Related Entities Not “Necessary” to Pending Litigation For Intervention PurposesPrint Article
- Posted on: Feb 8 2021
Last month, this Blog examined Shilon v. New Upreal LLC, 2021 N.Y. Slip Op. 30146(U) (Sup. Ct., Kings County Jan. 11, 2021), a case involving a motion by a nonparty to intervene in the litigation. (Here.) Today, we look at 1467 Bedford Holdings LLC v. Spitzer, 2021 N.Y. Slip Op. 30302(U) (Sup. Ct., Kings County Feb. 1, 2021) (here), a case involving intervention as of right under CPLR §1012(a)(2).

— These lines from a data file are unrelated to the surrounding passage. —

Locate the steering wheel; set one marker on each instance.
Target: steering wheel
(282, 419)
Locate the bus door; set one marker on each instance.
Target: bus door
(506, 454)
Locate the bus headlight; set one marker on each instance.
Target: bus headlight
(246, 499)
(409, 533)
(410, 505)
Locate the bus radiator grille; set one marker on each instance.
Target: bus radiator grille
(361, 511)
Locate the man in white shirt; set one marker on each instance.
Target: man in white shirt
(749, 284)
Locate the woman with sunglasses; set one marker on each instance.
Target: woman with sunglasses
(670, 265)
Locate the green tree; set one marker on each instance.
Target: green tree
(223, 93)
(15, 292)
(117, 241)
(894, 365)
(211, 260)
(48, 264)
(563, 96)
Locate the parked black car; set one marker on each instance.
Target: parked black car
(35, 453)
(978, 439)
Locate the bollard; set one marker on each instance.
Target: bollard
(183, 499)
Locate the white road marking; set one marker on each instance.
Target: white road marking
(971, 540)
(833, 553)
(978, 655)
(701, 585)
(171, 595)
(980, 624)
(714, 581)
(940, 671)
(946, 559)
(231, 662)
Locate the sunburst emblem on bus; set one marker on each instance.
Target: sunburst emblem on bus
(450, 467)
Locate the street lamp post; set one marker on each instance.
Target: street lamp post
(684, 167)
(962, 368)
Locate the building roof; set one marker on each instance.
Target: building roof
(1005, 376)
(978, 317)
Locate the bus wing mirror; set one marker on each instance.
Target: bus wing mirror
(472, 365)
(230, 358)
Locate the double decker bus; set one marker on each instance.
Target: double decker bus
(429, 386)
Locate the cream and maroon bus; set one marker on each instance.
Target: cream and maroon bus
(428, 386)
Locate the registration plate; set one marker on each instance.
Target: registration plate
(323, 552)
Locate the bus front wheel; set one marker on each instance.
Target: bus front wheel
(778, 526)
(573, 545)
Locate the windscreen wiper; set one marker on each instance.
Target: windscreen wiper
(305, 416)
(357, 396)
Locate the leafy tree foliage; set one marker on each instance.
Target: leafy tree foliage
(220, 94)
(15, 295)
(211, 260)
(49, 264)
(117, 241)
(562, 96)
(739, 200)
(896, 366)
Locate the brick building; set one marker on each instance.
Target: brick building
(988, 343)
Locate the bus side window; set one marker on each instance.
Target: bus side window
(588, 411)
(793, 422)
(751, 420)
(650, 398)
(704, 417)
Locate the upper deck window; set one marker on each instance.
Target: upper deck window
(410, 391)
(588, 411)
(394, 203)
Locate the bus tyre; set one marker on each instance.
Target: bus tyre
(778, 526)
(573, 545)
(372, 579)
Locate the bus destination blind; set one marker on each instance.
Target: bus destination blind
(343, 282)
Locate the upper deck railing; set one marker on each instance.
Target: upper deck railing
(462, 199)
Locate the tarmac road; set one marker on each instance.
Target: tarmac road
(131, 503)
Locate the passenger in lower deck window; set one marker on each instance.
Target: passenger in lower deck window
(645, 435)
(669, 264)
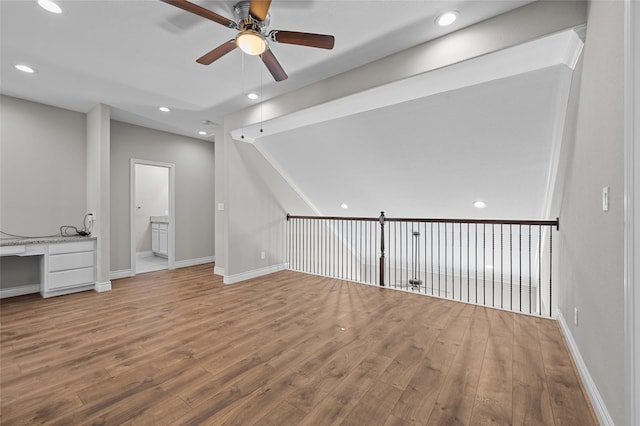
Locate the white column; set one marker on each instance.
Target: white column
(632, 212)
(98, 188)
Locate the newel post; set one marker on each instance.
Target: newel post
(381, 220)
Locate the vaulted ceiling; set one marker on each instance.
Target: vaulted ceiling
(406, 149)
(138, 55)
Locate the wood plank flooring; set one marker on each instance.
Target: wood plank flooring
(179, 347)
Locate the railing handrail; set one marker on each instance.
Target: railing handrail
(555, 223)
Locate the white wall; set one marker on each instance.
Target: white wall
(591, 240)
(194, 174)
(152, 199)
(42, 168)
(257, 197)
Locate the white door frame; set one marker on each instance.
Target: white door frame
(172, 210)
(632, 211)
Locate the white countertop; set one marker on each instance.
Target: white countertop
(44, 240)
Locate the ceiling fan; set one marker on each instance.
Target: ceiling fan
(251, 21)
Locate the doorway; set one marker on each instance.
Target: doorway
(152, 216)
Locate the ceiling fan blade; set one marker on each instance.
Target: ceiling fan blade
(273, 65)
(322, 41)
(259, 9)
(201, 11)
(217, 53)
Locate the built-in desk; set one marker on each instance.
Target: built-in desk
(67, 264)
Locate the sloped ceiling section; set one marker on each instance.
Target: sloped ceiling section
(433, 152)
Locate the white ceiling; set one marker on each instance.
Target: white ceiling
(430, 155)
(138, 55)
(433, 156)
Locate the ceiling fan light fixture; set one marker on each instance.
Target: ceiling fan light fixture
(251, 42)
(25, 68)
(479, 204)
(50, 6)
(447, 18)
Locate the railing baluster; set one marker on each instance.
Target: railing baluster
(484, 264)
(530, 273)
(520, 266)
(445, 261)
(501, 266)
(510, 267)
(550, 269)
(476, 264)
(349, 249)
(539, 270)
(493, 265)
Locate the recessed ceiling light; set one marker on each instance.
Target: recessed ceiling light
(50, 6)
(447, 18)
(25, 68)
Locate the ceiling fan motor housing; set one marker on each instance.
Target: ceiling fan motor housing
(248, 22)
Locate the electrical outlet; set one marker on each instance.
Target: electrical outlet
(605, 199)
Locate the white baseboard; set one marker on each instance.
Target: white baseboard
(116, 275)
(100, 287)
(19, 291)
(232, 279)
(587, 380)
(194, 262)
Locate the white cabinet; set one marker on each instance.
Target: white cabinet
(70, 267)
(160, 239)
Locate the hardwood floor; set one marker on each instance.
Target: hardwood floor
(179, 347)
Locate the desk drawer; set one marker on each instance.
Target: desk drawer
(11, 250)
(62, 262)
(71, 278)
(72, 247)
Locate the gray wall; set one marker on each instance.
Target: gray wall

Under CPLR §1012(a)(2), a party may intervene as a matter of right “when the representation of the person’s interest by the parties is or may be inadequate and the person is or may be bound by the judgment.” The Court of Appeals has explained that intervention is available only where the judgement will bind the potential intervenor “by its res judicate effect”. Vantage Petroleum v. Board of Assessment Review of the Town of Babylon, 61 N.Y.2d 695 (1984). The Court further explained that the potential intervenor should be in “privity” with the parties to the lawsuit to grant the motion to intervene. Green v. Sante Fe Indus. Inc., 70 N.Y.2d 244 (1987). Thus, where the potential intervenor has no interest in either the real property at issue or the outcome of the litigation, then the motion to intervene should be denied. Citibank N.A. v. Plagakis, 8 A.D.3d 604 (2d Dept. 2004).

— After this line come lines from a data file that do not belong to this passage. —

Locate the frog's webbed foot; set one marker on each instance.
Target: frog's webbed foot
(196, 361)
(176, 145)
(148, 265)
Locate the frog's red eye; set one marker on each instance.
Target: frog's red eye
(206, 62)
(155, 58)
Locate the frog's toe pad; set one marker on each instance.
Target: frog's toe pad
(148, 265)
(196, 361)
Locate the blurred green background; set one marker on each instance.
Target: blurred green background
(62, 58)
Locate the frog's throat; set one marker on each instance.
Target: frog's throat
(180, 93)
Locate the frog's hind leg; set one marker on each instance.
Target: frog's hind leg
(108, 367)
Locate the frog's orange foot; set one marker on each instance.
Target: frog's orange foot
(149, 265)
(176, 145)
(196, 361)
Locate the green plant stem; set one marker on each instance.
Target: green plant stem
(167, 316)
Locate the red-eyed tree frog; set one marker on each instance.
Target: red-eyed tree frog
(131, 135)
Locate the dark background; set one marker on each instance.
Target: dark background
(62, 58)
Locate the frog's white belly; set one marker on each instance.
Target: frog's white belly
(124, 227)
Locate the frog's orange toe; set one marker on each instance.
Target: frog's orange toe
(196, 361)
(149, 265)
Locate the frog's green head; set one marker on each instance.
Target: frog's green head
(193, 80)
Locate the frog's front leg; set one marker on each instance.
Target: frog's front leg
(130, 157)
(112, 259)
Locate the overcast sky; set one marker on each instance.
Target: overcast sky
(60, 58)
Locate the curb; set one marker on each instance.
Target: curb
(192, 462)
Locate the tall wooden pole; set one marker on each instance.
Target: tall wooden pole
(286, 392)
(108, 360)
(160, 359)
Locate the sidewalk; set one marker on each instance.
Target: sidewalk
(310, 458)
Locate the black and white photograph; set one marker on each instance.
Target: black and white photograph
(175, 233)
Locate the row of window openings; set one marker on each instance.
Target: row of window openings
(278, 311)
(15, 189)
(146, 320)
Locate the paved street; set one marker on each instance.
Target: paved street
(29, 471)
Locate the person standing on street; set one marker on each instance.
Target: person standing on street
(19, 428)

1467 Bedford Holdings involved a dispute over the management of property owned and operated by plaintiff 1467 Bedford Holdings LLC – a company owned by three entities: Gemcap Equity Corp., 50%; Mazel Equities Group LLC, 25%; and Cobblestone Equity LLC, 25%. 1467 Bedford Holdings was formed to acquire, develop and maintain property located at 1467 Bedford Avenue in Kings County.
Pursuant to the operating agreement, 1467 Bedford Holdings was managed by Judah Zelmanovitz and Sam Wieder. Notwithstanding the terms of the operating agreement, plaintiffs alleged that defendant Joel Spitzer (“Spitzer”) had (a) been acting as the manager of the property, (b) been presenting himself as the manager of the property, and (c) rented units that were already occupied. They further alleged that he trespassed and loitered at the property. Plaintiffs maintained that those activities violated the operating agreement and was harming not only the financial success of the enterprise but the physical well-being of the tenants that resided there.

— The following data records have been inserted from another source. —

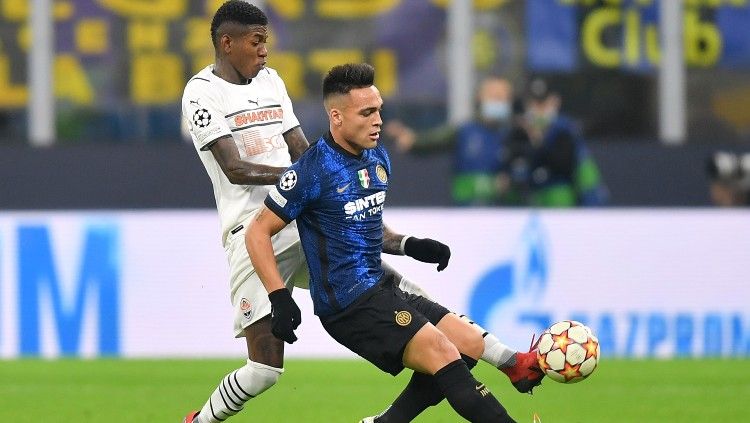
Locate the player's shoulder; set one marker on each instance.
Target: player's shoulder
(267, 72)
(201, 81)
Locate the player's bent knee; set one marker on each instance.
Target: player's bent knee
(447, 351)
(255, 378)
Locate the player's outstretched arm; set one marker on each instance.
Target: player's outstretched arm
(423, 249)
(296, 141)
(285, 314)
(240, 172)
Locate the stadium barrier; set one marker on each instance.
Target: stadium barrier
(649, 282)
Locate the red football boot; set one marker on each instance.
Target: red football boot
(526, 373)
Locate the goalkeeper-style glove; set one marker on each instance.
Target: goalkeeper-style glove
(427, 250)
(285, 315)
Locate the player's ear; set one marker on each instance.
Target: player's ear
(225, 43)
(336, 117)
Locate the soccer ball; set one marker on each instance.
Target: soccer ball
(568, 351)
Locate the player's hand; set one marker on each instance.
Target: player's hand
(428, 251)
(285, 315)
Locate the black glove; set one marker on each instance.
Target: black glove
(285, 315)
(428, 251)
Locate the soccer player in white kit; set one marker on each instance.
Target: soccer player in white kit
(243, 126)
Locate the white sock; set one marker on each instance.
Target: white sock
(495, 352)
(235, 389)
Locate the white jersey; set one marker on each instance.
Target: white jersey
(256, 115)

Plaintiffs sought an injunction preventing Spitzer from acting as the owner of the property and from having any interaction with any of the tenants. Defendants opposed the motion and cross-moved, seeking an injunction preventing plaintiffs from slandering him. The Court granted the motion and denied the cross-motion.
At the time of the motions, two potential intervenors, Triboro Realty Asset Management LLC and Alpha Space LLC, both of which Spitzer own, moved to intervene in the action. Triboro had acted as managing agent of the property and claimed that money was owed. Alpha was a tenant and the subject of a landlord tenant action that had been discontinued. In ruling on the motions, the Court did not rule on the motion to intervene.
Spitzer moved, pursuant to CPLR § 2221, to reargue a portion of the Court’s earlier decision – namely, the motion to intervene. The Court denied the motion.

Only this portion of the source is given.